Identification of Mild Cognitive Impairment Subtypes using an Interpretable Neural Network based Clustering of Gene Expression Data and Neuroimaging Markers

In this study, an attempt is made to cluster the gene expression data and neuroimaging markers using an interpretable neural network model to identify Mild Cognitive Impairment (MCI) subtypes. For this, structural Magnetic Resonance (MR) brain images and gene expression data of early and late MCI subjects are considered from a public database.
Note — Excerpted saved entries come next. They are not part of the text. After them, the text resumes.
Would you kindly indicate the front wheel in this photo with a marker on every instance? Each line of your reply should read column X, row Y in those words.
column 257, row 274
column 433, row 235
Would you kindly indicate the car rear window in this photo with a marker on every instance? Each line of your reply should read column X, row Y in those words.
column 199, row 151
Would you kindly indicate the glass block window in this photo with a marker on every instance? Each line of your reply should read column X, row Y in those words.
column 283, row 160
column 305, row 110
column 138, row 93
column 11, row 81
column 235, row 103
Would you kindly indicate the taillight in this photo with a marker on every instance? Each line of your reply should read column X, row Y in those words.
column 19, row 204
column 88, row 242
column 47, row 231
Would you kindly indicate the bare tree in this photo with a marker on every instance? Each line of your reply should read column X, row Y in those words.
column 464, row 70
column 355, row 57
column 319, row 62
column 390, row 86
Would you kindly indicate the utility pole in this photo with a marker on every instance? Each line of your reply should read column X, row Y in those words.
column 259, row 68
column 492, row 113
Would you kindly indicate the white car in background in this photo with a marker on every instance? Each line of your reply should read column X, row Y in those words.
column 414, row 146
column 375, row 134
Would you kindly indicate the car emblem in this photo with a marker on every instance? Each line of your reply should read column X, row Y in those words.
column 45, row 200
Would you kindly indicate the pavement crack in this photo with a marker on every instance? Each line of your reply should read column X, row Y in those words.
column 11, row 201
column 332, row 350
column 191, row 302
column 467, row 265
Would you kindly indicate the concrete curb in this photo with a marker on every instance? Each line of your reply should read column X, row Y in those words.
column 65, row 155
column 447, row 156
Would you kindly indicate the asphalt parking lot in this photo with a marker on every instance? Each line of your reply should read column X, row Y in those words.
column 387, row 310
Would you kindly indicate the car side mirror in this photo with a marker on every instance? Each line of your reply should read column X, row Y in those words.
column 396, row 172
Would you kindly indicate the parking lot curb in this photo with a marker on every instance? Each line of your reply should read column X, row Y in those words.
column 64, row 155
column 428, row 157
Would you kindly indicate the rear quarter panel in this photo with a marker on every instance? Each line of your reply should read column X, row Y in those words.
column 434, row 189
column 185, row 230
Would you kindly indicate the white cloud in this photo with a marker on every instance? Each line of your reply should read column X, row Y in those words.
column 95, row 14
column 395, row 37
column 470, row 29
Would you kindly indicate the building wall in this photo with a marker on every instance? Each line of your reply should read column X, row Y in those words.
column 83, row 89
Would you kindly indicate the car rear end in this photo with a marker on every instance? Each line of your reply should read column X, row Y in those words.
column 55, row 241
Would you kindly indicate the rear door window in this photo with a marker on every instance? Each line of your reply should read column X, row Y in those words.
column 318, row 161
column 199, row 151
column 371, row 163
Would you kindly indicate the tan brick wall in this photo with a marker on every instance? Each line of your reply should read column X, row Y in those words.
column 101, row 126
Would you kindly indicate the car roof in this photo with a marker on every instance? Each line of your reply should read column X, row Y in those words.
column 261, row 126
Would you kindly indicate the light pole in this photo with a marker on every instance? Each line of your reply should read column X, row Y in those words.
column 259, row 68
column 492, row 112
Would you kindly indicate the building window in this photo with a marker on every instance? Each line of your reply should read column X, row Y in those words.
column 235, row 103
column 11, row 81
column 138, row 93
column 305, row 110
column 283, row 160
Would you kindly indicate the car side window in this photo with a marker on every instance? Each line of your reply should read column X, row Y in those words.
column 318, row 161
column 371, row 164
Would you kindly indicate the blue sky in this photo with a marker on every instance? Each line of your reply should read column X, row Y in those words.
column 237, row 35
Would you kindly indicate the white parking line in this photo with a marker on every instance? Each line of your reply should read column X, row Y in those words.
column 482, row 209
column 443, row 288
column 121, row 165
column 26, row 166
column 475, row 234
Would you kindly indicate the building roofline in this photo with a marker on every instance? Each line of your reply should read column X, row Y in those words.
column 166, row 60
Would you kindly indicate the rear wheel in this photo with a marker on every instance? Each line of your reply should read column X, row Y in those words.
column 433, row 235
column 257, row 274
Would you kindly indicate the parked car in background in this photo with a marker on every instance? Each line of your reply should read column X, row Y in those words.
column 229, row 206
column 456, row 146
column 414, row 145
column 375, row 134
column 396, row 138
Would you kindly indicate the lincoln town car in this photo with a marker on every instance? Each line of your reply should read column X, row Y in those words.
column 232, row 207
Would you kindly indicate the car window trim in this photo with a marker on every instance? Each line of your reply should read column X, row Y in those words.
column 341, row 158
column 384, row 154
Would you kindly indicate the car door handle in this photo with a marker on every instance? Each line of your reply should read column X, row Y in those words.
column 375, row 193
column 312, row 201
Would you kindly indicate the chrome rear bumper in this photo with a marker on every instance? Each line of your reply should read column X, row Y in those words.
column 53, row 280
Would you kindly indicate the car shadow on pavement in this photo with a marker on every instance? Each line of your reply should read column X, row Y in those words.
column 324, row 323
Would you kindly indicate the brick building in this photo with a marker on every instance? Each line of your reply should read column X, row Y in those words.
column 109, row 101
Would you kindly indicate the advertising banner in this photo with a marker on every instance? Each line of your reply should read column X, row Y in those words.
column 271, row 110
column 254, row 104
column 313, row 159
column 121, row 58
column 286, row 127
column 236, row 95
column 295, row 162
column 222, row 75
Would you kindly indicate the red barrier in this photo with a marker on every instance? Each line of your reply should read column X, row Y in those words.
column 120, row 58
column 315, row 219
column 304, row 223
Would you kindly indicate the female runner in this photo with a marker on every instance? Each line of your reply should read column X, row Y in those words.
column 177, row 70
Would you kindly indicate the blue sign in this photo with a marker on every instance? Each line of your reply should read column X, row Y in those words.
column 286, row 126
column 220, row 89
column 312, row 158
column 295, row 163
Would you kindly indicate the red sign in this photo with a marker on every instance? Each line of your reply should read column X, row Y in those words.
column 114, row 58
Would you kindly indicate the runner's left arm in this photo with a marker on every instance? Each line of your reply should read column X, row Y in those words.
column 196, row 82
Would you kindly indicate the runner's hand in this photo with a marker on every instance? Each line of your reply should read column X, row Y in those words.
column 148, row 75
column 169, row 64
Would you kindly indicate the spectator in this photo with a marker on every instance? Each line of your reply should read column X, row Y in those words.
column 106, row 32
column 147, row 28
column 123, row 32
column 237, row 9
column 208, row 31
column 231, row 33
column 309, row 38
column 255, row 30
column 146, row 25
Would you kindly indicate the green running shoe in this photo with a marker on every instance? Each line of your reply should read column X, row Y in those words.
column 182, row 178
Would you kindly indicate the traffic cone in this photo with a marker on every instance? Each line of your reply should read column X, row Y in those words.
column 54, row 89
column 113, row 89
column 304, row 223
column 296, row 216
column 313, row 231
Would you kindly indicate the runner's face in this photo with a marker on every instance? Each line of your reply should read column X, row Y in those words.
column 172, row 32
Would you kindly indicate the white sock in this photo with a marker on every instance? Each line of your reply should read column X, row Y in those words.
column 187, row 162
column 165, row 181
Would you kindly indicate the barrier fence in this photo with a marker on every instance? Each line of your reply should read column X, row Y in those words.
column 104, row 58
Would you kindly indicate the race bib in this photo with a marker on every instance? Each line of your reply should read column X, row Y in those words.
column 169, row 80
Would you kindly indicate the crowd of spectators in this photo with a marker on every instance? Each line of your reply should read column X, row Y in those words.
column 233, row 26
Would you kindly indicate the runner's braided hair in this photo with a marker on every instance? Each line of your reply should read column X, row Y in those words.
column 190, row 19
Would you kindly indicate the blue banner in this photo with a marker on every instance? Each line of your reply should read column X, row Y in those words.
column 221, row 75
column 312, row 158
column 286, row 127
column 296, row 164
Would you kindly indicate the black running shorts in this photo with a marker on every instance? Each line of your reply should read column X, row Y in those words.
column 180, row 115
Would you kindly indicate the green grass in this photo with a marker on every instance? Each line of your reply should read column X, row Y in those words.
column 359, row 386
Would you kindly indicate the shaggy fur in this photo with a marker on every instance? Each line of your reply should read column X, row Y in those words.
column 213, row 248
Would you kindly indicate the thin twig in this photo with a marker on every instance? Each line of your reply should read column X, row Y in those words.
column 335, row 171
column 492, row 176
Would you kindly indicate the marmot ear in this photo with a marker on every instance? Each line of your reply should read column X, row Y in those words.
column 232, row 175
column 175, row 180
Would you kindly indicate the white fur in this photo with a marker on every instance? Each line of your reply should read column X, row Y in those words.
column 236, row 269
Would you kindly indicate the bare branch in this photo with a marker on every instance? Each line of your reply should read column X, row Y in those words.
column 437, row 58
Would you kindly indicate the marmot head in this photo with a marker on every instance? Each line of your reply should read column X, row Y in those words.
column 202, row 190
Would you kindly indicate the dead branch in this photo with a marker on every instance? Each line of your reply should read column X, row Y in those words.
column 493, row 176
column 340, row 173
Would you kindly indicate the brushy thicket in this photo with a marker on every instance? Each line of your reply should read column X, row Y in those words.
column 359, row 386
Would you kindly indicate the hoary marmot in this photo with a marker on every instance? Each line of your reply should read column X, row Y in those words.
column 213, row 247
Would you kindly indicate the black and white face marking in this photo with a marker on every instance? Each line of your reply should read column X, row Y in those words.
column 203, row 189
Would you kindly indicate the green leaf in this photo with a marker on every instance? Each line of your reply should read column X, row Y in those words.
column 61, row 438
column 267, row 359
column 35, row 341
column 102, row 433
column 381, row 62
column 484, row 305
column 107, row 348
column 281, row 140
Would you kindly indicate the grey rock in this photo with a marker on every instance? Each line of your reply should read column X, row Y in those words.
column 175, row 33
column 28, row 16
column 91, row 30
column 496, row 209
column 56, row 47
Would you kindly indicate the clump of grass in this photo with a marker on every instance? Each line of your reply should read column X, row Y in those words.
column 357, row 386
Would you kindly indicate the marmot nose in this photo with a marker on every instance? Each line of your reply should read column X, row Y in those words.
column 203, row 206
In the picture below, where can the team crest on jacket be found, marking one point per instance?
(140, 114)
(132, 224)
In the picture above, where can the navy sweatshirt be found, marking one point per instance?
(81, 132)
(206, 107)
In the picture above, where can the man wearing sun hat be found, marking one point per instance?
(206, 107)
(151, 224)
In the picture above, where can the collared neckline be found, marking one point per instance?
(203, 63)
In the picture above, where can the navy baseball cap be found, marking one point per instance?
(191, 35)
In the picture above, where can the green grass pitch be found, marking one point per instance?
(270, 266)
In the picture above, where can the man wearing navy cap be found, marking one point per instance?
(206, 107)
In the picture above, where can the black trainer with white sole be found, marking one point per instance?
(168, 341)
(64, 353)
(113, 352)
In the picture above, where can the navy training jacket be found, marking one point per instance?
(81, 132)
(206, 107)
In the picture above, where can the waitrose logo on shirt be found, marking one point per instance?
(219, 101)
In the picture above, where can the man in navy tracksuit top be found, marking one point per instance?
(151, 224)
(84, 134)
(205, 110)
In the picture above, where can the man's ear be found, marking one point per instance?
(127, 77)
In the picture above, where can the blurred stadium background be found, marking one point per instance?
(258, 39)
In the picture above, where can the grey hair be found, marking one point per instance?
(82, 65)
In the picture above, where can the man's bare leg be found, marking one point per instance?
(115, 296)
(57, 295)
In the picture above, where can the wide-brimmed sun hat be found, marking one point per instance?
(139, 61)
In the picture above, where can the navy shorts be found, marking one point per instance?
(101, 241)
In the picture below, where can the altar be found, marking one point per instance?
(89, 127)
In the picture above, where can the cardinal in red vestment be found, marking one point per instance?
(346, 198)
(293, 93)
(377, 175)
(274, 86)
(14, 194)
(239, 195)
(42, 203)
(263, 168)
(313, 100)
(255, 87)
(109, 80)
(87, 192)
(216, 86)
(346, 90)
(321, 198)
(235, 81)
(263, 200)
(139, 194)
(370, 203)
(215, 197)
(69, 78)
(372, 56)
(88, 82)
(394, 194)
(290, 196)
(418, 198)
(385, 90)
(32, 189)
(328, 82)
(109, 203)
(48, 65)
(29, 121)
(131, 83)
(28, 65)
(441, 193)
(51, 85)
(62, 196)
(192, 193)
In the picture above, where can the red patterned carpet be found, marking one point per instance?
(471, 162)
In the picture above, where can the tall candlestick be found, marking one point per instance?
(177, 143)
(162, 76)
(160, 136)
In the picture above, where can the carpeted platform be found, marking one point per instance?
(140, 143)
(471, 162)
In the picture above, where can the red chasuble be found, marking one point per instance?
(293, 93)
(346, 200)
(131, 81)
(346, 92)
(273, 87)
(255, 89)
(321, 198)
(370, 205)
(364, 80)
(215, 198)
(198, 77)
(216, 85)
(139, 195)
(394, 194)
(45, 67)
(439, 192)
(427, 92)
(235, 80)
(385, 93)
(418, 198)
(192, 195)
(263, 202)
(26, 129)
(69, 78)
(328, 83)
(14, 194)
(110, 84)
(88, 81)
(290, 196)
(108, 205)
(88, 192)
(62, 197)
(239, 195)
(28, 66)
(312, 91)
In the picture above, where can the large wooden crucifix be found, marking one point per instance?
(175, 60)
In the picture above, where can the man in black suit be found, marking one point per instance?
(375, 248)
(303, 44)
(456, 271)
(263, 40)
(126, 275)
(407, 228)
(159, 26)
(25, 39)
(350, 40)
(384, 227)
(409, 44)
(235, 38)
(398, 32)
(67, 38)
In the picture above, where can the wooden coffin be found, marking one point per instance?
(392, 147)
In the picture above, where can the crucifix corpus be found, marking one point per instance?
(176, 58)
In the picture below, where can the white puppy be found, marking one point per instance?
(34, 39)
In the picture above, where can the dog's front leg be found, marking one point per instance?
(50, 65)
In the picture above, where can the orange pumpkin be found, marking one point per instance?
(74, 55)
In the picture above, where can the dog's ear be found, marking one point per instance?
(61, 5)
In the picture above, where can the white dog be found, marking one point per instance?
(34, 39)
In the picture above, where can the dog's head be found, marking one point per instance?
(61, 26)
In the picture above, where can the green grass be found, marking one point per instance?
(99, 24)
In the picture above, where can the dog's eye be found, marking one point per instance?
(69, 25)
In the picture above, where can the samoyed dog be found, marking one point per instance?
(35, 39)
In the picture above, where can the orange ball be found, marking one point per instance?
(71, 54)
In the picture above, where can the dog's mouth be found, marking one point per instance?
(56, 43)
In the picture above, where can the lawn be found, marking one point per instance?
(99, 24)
A neural network model is employed to cluster the gene expression data and regional MR volumes. To evaluate the performance of model, clustering metrics are employed and model is explained using perturbation-based method. Results indicate that the developed model is able to identify MCI subtypes. The network learns latent embeddings of disease-specific genes and MR images markers. The clustering metrics are found to be highest when both the imaging and genetic markers are employed. Volumes of lateral ventricles, hippocampus, amygdala and thalamus are found to be associated with late MCI. Significant scores suggest that genes such as StAR, CCDC108, APOO, TRMT13, RASAL2 and ZNF43 play a key role in identifying the MCI subtypes.Clinical Relevance—Identifying distinct MCI subtypes offer potential for precision diagnostics and targeted clinical recruitment.